Comparison between the non-focus image and the simulated non-focus images

2.1 Principal component analysis

The principal component analysis (PCA) is a commonly used method of data analysis which is mainly used to extract the main characteristic components of data (Kaya et al. 2017). By finding a projecting relation, PCA projects high-dimensional data onto low-dimensional data subspace, which purpose is to find the orthogonal directions of strong variability in the source data. Assume a set of data X has n-dimensional independent vectors {\(x_{i}\)}, where \(i=1,...,n,\) the dimension reduction data y can be obtained by

$$\begin{aligned} y_i =A^\mathrm{T}(x_i -\mu ), \end{aligned}$$
(1)

where \(\mu =\frac{1}{n}\sum _{i=1}^n {x_i }\) is the sample mean of {\(x_{i}\)}, A is the orthogonal transformation matrix, which is consisted of the orthonormal eigenvectors of the sample covariance matrix, and the covariance matrix can be defined as

$$\begin{aligned} S=\frac{1}{n}\sum _{i=1}^n {(x_i -\mu )(} x_i -\mu )^\mathrm{T}. \end{aligned}$$
(2)

And the eigenvalues and their corresponding eigenvectors of S can be calculated. Then the eigenvalues are arranged in order from large to small; we use the largest eigenvalue to measure the different resolution images of the same scene; the following experiment shows the feasibility and effectiveness of that.

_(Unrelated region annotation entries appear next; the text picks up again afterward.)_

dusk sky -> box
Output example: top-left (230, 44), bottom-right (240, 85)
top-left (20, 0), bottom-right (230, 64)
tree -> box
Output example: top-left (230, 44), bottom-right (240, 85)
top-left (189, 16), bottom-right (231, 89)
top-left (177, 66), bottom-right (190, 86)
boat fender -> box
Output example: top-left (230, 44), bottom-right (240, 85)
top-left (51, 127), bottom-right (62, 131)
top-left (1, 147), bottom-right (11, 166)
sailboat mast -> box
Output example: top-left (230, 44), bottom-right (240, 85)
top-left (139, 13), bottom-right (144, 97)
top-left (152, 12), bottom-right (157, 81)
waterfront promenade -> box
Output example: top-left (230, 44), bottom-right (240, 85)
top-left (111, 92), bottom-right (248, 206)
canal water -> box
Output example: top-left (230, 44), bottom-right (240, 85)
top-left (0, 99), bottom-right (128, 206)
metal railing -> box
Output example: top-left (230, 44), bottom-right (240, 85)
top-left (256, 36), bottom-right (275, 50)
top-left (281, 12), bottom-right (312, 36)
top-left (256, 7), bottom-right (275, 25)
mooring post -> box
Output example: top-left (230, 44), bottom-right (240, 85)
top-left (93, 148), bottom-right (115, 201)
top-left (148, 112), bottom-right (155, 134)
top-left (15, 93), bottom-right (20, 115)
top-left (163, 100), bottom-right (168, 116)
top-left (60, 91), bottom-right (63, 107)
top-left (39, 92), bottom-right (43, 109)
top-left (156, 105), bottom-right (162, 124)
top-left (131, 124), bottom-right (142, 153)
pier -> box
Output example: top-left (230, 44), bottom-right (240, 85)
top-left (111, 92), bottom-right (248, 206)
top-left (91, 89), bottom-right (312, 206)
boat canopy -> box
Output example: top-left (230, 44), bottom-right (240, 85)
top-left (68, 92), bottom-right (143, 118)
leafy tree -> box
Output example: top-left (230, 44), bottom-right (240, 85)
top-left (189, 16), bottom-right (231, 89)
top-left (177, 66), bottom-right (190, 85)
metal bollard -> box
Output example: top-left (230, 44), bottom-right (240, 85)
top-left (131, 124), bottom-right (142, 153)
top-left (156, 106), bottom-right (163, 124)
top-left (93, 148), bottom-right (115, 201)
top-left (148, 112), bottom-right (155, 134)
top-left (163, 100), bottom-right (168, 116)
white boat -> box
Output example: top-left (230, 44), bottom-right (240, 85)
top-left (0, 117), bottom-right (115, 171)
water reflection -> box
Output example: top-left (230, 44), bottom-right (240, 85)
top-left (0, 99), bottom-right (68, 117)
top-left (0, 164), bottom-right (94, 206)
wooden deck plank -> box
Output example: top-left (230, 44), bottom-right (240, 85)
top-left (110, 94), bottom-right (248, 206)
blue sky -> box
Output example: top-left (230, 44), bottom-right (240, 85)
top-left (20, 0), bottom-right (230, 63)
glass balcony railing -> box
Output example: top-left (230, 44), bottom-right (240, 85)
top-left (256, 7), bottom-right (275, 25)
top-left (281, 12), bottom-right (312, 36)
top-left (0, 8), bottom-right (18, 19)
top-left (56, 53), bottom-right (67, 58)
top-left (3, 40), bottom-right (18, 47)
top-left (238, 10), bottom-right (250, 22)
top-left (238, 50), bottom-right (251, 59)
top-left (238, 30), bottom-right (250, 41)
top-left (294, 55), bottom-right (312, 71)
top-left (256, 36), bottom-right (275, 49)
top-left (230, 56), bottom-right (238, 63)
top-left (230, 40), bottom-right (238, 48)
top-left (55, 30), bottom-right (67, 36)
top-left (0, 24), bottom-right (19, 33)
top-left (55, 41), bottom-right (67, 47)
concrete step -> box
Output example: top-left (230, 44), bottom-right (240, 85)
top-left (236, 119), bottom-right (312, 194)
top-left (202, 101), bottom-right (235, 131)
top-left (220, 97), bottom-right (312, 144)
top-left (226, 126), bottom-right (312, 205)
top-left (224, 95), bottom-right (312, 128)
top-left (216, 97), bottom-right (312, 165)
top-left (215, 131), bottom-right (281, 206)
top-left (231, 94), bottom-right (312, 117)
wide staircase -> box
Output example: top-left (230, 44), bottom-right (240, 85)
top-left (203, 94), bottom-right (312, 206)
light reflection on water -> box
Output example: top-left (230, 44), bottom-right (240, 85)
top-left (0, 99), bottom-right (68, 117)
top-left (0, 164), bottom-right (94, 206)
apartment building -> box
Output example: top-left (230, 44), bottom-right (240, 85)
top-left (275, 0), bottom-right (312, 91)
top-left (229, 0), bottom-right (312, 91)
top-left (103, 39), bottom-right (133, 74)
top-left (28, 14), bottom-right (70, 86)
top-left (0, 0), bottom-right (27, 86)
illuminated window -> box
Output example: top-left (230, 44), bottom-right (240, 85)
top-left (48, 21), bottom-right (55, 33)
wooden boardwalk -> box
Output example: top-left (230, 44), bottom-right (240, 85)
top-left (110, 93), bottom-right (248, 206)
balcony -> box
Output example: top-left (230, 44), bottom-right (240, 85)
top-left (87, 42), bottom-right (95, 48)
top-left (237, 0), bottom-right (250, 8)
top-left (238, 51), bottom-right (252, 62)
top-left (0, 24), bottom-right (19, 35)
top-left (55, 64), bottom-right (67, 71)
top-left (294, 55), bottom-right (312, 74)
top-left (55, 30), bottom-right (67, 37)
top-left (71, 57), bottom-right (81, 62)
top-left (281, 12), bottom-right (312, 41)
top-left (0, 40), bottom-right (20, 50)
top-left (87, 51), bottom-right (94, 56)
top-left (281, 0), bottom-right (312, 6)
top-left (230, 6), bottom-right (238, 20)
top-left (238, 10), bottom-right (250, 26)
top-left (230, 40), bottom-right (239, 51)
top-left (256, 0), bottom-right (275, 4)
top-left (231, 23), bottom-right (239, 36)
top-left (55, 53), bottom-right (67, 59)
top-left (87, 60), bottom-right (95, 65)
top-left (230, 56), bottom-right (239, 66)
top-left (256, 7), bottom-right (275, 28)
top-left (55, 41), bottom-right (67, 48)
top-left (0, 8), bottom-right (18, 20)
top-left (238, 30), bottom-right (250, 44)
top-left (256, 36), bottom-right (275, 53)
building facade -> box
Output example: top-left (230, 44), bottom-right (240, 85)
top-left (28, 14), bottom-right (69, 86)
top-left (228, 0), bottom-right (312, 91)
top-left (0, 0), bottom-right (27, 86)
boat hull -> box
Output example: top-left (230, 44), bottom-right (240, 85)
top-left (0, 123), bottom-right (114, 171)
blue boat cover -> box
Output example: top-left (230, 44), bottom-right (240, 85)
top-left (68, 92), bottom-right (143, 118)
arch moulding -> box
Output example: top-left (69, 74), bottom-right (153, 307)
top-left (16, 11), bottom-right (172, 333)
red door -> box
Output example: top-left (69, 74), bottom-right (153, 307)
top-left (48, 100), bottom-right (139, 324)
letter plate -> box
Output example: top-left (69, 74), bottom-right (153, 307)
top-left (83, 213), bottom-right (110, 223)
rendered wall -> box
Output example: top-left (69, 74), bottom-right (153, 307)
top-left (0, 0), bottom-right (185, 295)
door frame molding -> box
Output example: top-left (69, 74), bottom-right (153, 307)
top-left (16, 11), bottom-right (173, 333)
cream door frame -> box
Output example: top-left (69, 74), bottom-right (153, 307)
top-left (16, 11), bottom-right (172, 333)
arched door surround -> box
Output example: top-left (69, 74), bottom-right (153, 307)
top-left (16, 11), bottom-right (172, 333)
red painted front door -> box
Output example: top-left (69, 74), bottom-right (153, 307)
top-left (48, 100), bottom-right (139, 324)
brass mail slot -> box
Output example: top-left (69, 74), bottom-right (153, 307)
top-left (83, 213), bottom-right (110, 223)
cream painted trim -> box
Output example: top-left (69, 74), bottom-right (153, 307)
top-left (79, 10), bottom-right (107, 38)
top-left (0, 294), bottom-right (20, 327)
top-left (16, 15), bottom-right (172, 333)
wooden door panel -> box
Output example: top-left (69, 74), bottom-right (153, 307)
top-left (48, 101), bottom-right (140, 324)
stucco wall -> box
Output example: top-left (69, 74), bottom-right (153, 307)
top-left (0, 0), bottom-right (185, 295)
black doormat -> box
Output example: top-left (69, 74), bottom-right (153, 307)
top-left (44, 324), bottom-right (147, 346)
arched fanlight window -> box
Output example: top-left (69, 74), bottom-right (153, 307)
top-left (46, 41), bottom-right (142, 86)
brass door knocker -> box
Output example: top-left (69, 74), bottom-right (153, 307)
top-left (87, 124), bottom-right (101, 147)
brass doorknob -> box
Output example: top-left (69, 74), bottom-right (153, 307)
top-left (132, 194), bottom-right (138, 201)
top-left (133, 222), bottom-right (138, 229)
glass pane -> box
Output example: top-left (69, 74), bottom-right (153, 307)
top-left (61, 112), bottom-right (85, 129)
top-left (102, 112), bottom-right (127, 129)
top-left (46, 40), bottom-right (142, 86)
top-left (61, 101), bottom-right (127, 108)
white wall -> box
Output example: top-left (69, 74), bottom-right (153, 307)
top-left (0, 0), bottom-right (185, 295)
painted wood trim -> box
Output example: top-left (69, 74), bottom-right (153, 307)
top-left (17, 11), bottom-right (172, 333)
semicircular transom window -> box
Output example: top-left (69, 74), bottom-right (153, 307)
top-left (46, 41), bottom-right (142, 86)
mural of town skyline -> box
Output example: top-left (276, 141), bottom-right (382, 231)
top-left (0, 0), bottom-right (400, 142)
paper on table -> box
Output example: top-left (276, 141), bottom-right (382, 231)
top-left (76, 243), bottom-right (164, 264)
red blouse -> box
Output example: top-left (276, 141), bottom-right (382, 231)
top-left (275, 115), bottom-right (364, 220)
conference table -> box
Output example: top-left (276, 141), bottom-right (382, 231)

Figure 2 shows the images, the first image is the source image, which is a focused image, and the second to fourth is processed by Gaussian blurred with different \(\sigma \), which can be regarded as non-focus image. To show the Gaussian blurred image which can be used to simulate non-focus image, the experimental simulation results are given in Fig. 1. From Fig. 1, it can be seen that there is a small difference between the non-focus image and the Gaussian blurred image, and it is feasible to use Gaussian blurred image to simulate the non-focus image (Kumar et al. 2018). It can be seen that with the increasing of \(\sigma \), the image becomes increasingly blurred. And the largest eigenvalues of these images are given in Table 1. It can be seen from Table 1, the more blurred image is, and the greater the corresponding largest eigenvalue value is. The source image in Fig. 2 can be seen as the focused region in the multi-focus image, and the blurred image can be seen as the non-focus region; then we can calculate the eigenvalues of the corresponding regions of two multi-focus images to measure which regions are the focused regions.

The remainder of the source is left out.